The Eleventh Circuit also quickly dismissed a Fourth Amendment claim against retained property by simply noting that the officer who initially seized the property had probable cause and categorized the claim as more properly addressed by procedural due process under the Fourteenth Amendment. Case v. Eslinger, 555 F.3d 1317, 1330 (11th Cir. 2009).

The Second Circuit took a similarly curt approach in Shaul v. Cherry Valley-Springfield Center School District, also nesting the concern about property retention under the Fourteenth Amendment instead of the Fourth. 363 F.3d 177, 187 (2d Cir. 2004) (“To the extent the Constitution affords Shaul any right with respect to a government agency's retention of lawfully seized property, it would appear to be procedural due process.”).

In Fox v. Van Oosterum, the Sixth Circuit provided a more substantive refutation of Fourth Amendment applicability to the retention of properly seized property, concluding that the scope of a “seizure” as defined and utilized by the Supreme Court is limited to the initial act. 176 F.3d 342, 351 (6th Cir. 1999) (“The refusal to return the license here neither brought about an additional seizure nor changed the character of the [prior] seizure from a reasonable one to an unreasonable one because the seizure was already complete when the defendants refused to return the license.”). Thus, the court held that once a property has been seized, any argument for the unconstitutionality of its retention is undoubtedly no longer found in the Fourth Amendment.

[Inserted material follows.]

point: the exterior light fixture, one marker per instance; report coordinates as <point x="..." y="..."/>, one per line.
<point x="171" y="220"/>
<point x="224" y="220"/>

While the Seventh Circuit recognized “the government should not, by virtue of its authority to seize, effect de facto forfeitures of property by retaining items indefinitely,” it agreed with the Sixth Circuit in Lee v. City of Chicago in that “[o]nce an individual has been meaningfully dispossessed, the seizure of the property is complete, and once justified by probable cause, that seizure is reasonable.” 330 F.3d 456, 466 (7th Cir. 2003).

Looking Forward

With so many circuits weighing in on the issue, the Supreme Court could decide this circuit split in the coming years. In most cases, the retained property is eventually returned to the plaintiff. However, now that the landscape of this split no longer looks like a consensus with a lone dissenter in the Ninth Circuit, there may also be an increased public interest in examining this issue to maintain consistency across the nation in applying the Fourth Amendment. Conversely, many jurisdictions provide other means for seeking the return of seized property, which may demote the importance of imminently addressing the issue. The Supreme Court could alternatively view the issue as redundant and immaterial to the protection of rights. It is hard to tell exactly which way the court will go, especially with rumors of Justice Thomas and Justice Alito potentially clearing the way for two new nominees during an imminent Trump administration.